The government will create a comprehensive database of overseas jobseekers with a view to reducing interference of middlemen in the recruitment process, officials said.
To this end, Bureau of Manpower Employment and Training (BMET) will launch a registration programme for aspirants soon.
Officials familiar with the development said all necessary works in this regard have already been completed. Now trial of registration is going on. Hopefully, it may start within next two months.
The databank is being prepared as per the provisions of Overseas Employment and Migrants Act-2013. As manpower recruiters will select workers from the database directly, dependency on intermediaries will reduce significantly, they hoped.
About the procedure for recruitment of workers from the databank, an official at BMET said as per the demand of workers from job destination countries, recruiting agencies will communicate with BMET. Then BMET will send a list of required workers to them from the databank.
The selected workers will get SMS on their mobile phones. After completing all procedures, workers will pay recruitment charge through a particular bank.
When asked, the official said the existing one is not a complete database. So, manpower recruiters found it difficult to select workers from this databank.
"But the new database will be prepared as per the recommendations of stakeholders. So hopefully, it will be useful for them."
The candidates should have valid passports to be enlisted in the databank. Besides, they will mention their area of skills in the registration forms, if they have.
The aspirants get registered at District Employment and Manpower Office (DEMO).
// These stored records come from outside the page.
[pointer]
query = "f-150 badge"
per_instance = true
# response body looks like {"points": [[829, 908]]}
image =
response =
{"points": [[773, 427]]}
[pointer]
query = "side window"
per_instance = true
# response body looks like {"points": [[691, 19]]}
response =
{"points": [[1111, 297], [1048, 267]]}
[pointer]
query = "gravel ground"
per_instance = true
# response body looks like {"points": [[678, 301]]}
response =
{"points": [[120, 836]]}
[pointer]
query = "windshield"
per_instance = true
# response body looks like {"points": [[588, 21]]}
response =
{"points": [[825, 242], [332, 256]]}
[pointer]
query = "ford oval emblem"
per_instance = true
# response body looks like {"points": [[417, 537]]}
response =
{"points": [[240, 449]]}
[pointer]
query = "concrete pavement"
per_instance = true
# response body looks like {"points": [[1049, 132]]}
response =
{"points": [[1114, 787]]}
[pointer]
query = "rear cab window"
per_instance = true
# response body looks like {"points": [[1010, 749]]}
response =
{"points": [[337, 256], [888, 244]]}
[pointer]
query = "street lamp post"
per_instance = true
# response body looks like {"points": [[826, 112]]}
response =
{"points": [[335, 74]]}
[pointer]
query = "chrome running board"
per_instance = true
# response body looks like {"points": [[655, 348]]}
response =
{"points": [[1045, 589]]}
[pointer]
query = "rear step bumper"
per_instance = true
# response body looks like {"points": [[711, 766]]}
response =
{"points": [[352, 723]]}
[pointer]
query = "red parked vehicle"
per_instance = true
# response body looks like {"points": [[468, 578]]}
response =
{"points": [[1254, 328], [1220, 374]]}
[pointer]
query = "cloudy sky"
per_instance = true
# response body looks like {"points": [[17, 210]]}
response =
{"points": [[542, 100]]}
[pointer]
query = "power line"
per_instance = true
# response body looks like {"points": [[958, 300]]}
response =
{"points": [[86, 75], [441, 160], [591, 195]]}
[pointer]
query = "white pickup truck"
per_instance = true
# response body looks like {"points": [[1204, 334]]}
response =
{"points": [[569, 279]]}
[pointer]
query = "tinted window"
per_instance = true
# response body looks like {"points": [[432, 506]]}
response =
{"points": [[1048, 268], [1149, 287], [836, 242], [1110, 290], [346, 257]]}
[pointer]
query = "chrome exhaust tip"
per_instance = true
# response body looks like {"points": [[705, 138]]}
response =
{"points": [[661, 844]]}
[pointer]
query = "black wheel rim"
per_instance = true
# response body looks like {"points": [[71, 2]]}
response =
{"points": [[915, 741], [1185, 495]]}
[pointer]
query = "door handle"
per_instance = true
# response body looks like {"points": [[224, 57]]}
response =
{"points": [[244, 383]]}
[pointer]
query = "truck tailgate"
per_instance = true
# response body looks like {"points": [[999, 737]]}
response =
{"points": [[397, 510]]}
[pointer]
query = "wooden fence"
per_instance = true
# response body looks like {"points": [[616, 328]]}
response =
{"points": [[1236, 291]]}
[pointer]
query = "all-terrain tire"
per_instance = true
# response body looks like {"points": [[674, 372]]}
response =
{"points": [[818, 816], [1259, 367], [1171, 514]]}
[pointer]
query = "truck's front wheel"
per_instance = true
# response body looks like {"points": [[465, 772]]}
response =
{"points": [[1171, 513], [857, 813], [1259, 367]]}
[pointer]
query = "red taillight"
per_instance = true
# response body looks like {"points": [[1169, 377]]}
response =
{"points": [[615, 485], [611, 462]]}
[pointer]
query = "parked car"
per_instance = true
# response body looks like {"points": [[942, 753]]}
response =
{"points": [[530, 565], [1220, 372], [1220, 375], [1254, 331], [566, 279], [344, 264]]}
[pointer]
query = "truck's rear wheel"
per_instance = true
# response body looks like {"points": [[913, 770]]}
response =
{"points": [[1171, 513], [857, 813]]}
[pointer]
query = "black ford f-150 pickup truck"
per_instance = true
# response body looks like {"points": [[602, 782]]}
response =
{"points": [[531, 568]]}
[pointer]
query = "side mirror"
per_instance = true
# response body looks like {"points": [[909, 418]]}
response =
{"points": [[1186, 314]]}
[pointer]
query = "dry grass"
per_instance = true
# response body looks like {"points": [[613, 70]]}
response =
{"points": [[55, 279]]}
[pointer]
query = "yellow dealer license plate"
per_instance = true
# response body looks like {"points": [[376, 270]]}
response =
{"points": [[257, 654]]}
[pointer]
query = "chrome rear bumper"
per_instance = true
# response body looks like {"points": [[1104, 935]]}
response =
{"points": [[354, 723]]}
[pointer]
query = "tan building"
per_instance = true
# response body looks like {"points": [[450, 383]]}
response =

The registration charge has been fixed at Tk 200 for each. The candidates will have to pay fees through mobile banking.
BMET runs 42 DEMOs across the country.
Every year 600,000 to 700,000 workers go abroad with jobs from Bangladesh.
Because of the coronavirus pandemic, about 200,000 workers could go abroad in 2020. More than 13 million Bangladeshis went abroad with jobs since 1976, according to the BMET data.
Migrant workers sent US$21.74 billion remittances home in the just-concluded calendar year 2020, the Bangladesh Bank statistics showed.